Il sera devant l’entrée dans trois minutes environ.

Je l’ai commandé pour la rue Lesnaïa.

Kirill se figea.

— Quoi ?

— La voiture est déjà en route, Kirill.

Ne sois pas en retard.

Il la regardait comme si elle venait de dire quelque chose dans une langue étrangère.

Puis, lentement, il posa son sac par terre.

— Tu… as commandé un taxi ?

Pour moi ?

— Pas pour moi, quand même.

Dans l’entrée, il faisait silencieux.

Dans le salon, l’horloge tic-taquait — une vieille horloge murale qu’ils avaient achetée dans une brocante la première année de leur vie commune.

À l’époque, Sonia riait encore parce qu’elle retardait de trois minutes.

Et Kirill répondait : l’essentiel, c’est qu’elle marche.

— Tu es sérieuse, — prononça-t-il.

Cette fois, c’était une question.

— Absolument.

Quelque chose changea dans son visage.

Sonia ne pouvait pas dire exactement quoi.
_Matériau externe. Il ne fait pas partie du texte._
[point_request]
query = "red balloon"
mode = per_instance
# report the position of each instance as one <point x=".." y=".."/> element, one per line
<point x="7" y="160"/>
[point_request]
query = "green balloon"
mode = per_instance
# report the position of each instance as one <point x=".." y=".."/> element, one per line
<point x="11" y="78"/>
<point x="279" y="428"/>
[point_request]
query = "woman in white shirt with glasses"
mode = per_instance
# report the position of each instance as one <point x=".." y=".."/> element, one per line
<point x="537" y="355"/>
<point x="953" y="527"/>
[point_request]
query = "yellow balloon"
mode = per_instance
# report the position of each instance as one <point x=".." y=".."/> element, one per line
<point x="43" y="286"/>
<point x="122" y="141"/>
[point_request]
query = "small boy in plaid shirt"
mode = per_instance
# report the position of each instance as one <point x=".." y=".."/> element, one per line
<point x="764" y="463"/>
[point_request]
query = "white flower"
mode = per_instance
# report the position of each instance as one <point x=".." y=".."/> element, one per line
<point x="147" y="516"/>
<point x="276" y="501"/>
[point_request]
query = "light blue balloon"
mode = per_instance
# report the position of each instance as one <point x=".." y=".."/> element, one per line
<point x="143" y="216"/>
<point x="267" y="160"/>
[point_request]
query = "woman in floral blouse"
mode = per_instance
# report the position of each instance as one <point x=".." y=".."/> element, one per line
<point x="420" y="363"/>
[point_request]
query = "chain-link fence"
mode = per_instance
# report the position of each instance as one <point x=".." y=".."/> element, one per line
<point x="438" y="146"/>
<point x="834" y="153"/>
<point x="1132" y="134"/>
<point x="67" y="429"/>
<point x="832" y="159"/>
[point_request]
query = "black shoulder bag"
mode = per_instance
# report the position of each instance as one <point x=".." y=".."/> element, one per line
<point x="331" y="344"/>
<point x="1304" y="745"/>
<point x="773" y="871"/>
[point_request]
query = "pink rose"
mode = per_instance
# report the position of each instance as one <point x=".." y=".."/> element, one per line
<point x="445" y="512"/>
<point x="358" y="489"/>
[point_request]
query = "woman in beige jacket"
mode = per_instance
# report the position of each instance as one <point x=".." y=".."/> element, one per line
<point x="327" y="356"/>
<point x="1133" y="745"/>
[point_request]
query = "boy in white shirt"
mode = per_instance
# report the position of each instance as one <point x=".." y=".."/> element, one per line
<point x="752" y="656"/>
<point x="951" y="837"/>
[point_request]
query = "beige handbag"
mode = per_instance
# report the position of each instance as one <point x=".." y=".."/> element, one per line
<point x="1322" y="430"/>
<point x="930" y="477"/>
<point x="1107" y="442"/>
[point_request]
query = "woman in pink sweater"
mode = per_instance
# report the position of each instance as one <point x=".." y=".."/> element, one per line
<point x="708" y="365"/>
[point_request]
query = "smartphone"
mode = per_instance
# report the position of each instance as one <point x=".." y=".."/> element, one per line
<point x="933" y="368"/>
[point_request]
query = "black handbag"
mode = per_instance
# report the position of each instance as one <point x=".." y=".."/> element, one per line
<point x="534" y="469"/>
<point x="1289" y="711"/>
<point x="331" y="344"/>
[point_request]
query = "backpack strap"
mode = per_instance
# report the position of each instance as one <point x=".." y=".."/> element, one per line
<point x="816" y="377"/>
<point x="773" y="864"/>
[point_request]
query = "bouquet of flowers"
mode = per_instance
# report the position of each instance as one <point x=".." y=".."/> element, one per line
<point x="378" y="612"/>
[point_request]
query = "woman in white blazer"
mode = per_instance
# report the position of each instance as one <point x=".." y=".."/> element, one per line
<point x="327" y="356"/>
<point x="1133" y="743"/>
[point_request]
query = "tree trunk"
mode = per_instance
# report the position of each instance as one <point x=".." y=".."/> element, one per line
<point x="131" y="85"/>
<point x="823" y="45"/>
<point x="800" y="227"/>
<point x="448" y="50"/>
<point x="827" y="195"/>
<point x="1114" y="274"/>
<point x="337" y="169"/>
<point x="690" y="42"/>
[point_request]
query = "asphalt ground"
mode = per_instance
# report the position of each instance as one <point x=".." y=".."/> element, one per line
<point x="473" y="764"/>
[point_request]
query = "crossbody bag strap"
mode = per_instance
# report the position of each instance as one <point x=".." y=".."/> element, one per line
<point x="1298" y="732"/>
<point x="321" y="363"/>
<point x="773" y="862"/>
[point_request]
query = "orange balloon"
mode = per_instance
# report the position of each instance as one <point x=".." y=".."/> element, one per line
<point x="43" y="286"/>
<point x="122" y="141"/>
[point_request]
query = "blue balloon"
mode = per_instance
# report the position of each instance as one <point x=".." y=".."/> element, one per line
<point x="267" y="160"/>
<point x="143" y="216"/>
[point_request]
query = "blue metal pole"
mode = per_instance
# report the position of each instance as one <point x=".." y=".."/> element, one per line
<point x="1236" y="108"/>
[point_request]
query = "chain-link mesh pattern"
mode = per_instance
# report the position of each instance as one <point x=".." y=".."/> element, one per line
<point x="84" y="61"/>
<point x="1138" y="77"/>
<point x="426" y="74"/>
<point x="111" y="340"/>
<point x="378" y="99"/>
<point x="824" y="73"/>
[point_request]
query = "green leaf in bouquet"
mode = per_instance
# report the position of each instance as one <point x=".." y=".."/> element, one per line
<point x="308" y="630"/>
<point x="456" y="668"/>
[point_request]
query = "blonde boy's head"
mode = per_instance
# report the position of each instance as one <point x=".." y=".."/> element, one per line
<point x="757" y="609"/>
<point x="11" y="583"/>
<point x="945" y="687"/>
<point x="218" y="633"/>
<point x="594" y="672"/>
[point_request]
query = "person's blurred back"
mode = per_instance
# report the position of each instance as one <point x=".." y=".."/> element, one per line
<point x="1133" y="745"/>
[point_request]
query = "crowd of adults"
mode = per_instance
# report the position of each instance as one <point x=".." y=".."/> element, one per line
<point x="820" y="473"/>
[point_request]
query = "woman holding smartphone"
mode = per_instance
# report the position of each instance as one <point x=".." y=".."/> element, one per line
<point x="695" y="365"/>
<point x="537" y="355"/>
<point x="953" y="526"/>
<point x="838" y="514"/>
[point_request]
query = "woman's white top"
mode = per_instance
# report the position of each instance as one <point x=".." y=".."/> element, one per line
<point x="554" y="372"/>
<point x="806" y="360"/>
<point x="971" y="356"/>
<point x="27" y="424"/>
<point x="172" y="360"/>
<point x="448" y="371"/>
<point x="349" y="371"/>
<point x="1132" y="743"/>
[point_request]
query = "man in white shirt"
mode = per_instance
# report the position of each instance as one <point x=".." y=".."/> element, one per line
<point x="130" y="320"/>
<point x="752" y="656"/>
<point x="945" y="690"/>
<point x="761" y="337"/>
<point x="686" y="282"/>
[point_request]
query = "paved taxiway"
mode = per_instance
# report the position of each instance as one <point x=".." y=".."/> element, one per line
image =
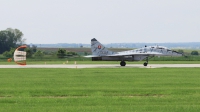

Sa confusion devint différente.

Plus profonde, peut-être.

Comme s’il avançait sur une route familière et découvrait soudain que la route s’arrêtait.

Le téléphone vibra dans sa poche.

Sonia le sortit et regarda l’écran.

— Le chauffeur écrit qu’il est devant la deuxième entrée.

Dis-lui que c’est la première.

Kirill ne bougea pas.

Dehors, quelque part en bas, un bref coup de klaxon retentit.

Kirill resta encore une trentaine de secondes dans l’entrée.

Puis il souleva son sac, passa le sac à dos sur son épaule et sortit sans dire un mot de plus.

La porte se referma — elle ne claqua pas, ce qui fut presque plus offensant que si elle avait claqué.

Sonia attendit que les pas dans l’escalier s’éteignent.

Puis elle alla dans le salon, s’assit sur le canapé et fixa le mur.

L’horloge tic-taquait.

Trois minutes de retard.

Comme toujours.

Elle ne pleurait pas.

Étrangement, elle ne pleurait pas.

À l’intérieur d’elle, il y avait quelque chose qui ressemblait à un vide sonore — ce n’était pas douloureux, mais ce n’était pas agréable non plus.

Comme après avoir serré le poing longtemps, puis l’avoir ouvert : la main est libre, mais elle ne comprend pas encore quoi faire de cette liberté.

Le téléphone était posé sur la petite table à côté d’elle.

Sonia le prit et ouvrit sa conversation avec Kirill.

Son dernier message datait de deux jours : J’achèterai du pain.

Elle reposa le téléphone.

Le matin, elle se réveilla à cinq heures.

Elle resta un moment allongée dans l’obscurité, écoutant la ville derrière la fenêtre — quelques voitures rares, des voix dans la cour, un pigeon sur le rebord.

Puis elle se leva, prépara du café et s’assit avec sa tasse à la table de la cuisine.

C’était étonnamment silencieux.

Agréablement silencieux.

Kirill occupait beaucoup d’espace sonore — elle ne l’avait pas remarqué tant qu’il était près d’elle.